Je poursuivrai en tout état de cause mon contrôle sur l'application de la loi relative à la lutte contre la fraude dans les prochains mois.

M. Vincent Éblé, président. - Merci Monsieur le rapporteur général, je souscris entièrement à vos observations.

M. Philippe Dallier. - S'agissant de la situation en Seine-Saint-Denis, serait-il possible, à l'occasion d'un déplacement, de constater dans quelle proportion le contribuable échappe au contrôle moyen qui existe dans d'autres départements?

M. Albéric de Montgolfier, rapporteur général  - J'avais effectivement prévu de me déplacer dans un département qui doit traiter de nombreux dossiers fiscaux et ayant par ailleurs une forte activité, à l'image de la Seine-Saint-Denis. Quoiqu'il en soit, il est probable qu'une entreprise a beaucoup moins de chance d'être contrôlée en Seine-Saint-Denis que dans un département rural. Ce sera aussi le cas au niveau du parquet, il y a moins de poursuite et pas le même taux de traitement.

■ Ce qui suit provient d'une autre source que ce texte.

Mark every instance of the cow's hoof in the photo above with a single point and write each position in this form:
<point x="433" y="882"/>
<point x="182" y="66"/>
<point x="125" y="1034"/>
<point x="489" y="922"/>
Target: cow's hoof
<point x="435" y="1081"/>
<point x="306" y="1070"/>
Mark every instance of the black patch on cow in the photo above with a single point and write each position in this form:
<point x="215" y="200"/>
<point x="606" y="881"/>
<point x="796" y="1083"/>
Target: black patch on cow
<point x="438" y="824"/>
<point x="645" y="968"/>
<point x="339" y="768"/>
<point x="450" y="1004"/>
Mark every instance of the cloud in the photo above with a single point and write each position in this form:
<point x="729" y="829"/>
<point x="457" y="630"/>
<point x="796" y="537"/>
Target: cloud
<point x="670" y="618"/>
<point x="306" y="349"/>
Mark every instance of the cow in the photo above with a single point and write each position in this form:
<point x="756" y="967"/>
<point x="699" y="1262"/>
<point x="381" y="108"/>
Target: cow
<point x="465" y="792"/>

Il est instructif de regarder le nombre d'agents de la DGFiP par département et au regard d'un même nombre d'habitants. Sur les postes difficiles, certains départements peinent à attirer les agents et connaissent un renouvellement fréquent de leurs équipes, ce qui se traduit par une moindre efficacité des contrôles. Mais, dès que les conditions sanitaires le permettront, nous poursuivrons ce contrôle en nous rendant sur place.